Overall rating: 3 stars
Date tested: December 2019

81%

ADULT OCCUPANT

83%

CHILD OCCUPANT

46%

VULNERABLE ROAD USERS

55%

SAFETY ASSIST

The petrol SEAT Mii was originally awarded a five-star rating by Euro NCAP way back in 2011*. However, this rating expired in 2018 when the car no longer met the relevant criteria for a five-star vehicle. The electric version was tested by Euro NCAP in 2019*, when it was awarded the three-star rating shown above.

* the actual vehicles tested in each case were the Volkswagen Up! in 2011 and the Volkswagen e-Up! in 2019. The Volkswagen is structurally identical to the SEAT Mii and the Skoda Citigo, so the same rating applies to all three brands.

Eco Rating

Independent emissions and efficiency ratings from Green NCAP

No eco rating

The SEAT Mii Electric has not yet been lab tested by Green NCAP. This is a new initiative, launched in 2018 as a sister organisation to Euro NCAP. As yet, very few new cars have been tested for environmental impact by Green NCAP, and inevitable the testing programme was halted in early 2020 by the coronavirus pandemic.

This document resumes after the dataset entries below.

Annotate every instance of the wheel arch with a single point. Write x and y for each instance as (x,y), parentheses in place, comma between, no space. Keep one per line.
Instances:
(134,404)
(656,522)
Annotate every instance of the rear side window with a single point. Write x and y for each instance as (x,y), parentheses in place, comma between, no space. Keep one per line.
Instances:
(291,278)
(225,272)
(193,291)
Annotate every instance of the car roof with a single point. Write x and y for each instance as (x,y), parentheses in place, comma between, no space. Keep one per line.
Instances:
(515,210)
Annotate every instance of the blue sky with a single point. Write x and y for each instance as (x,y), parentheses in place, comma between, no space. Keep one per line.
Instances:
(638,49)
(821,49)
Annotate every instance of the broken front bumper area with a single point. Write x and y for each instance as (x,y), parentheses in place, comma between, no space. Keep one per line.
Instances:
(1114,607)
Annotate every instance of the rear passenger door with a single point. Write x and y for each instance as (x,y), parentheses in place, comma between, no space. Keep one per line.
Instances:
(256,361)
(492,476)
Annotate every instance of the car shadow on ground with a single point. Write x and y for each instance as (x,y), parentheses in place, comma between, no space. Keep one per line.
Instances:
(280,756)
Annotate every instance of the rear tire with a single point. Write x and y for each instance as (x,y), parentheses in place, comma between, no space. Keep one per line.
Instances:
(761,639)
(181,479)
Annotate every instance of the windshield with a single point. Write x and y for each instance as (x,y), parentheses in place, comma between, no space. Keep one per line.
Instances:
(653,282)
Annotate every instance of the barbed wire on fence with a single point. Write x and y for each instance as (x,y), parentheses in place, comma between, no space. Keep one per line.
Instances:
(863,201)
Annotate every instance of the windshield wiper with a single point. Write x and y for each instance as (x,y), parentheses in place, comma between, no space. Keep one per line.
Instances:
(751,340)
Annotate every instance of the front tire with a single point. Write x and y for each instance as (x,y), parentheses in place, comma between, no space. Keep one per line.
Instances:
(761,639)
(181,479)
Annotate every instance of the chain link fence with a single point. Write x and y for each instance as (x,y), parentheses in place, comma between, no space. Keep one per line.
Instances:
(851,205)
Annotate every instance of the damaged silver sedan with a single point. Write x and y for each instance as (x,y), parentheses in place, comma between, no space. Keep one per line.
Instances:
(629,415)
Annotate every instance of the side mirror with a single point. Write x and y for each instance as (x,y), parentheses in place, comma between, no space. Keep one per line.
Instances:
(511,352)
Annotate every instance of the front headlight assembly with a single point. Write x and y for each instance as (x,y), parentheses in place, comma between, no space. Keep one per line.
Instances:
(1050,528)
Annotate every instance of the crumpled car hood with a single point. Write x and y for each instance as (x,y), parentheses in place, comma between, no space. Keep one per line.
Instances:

The Green NCAP programme measures exhaust pollution (which is zero for an electric car) and energy efficiency. Electric cars are much more energy-efficient than combustion cars, so the Mii Electric is likely to score very highly in Green NCAP testing if and when it ever takes place. Check back again soon.

Security Rating

Independent vehicle theft and security ratings from Thatcham Research

No security rating

The SEAT Mii Electric has not been tested for anti-theft protection by Thatcham Research. This is a new initiative that was launched in 2019 to assess, in particular, the security of new cars with keyless entry and keyless start systems. If the Mii Electric is tested, we will update this page.

Awards

Trophies, prizes and awards that the SEAT Mii Electric has received

2020

  • What Car? Electric Car Awards – Best Value Car

Similar cars

If you’re looking at the SEAT Mii Electric, you might also be interested in these alternatives

BMW i3 | Honda e | Mini Electric | Peugeot e-208 | Renault Zoe | Skoda Citigo e iV | Smart EQ Fortwo | Vauxhall Corsa-e | Volkswagen e-Up

The SEAT Mii Electric is essentially a rebadged version of the Volkswagen e-Up, as is the Skoda Citigo e iV. Most of the other cars listed above are all a bit larger and/or more expensive, and are classed as superminis rather than city cars – although, realisitically any small electric car is best suited to city and urban driving.